Brazil's ANP: 71 Firms Show Interest in Oil Exploration License Auction

Brazil's ANP: 71 Firms Show Interest in Oil Exploration License Auction

RIO DE JANEIRO - Brazil's National Petroleum Agency, or ANP, said Thursday that 71 companies had submitted paperwork to qualify for an auction of new licenses to explore for oil and natural gas that's set for May 14-15.

The fresh round of bidding is expected to generate a surge in activity across Brazil's oil industry, which was running out of areas to explore in the absence of concession auctions. Oil companies had warned that exploration could dry up as early as 2015 without new sales of exploration acreage.

Many of the world's largest oil companies from 18 different countries submitted documents by the ANP's deadline, including Exxon Mobil Corp., Chevron Corp. and BP PLC, the regulator said. Nineteen Brazilian firms dominated the list, including state-run energy giant Petroleo Brasileiro SA, or Petrobras, entrepreneur Eike Batista's OGX Petroleo e Gas Participacoes, and startup HRT Participacoes em Petroleo.

The ANP will now decide which of the 71 companies presented the correct documentation to qualify for the auction, a process that could take several weeks, an ANP spokesman said.

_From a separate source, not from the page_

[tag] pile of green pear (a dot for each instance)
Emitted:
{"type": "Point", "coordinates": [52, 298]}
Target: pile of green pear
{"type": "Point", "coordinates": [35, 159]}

The next deadline companies face is April 26, when financial guarantees for potential bids must be submitted to the regulator.

The ANP had published a preliminary list on March 26 with 60 companies on the list.

The 11th bidding round will put 289 oil and natural gas exploration blocks up for sale on May 14-15, Brazil's first such concession auction since December 2008. The auction is the first of several sales of exploration acreage set to take place in Brazil this year, including the first sale of subsalt exploration acreage under new production-sharing agreements.

Billions of barrels of oil have been discovered in the subsalt region, where oil and natural gas were found trapped deep beneath the ocean floor under a thick layer of salt. Unconventional oil and natural gas concessions, the same type of shale and tight gas acreage that sparked an oil-industry revolution in the U.S., are also expected to be sold this year.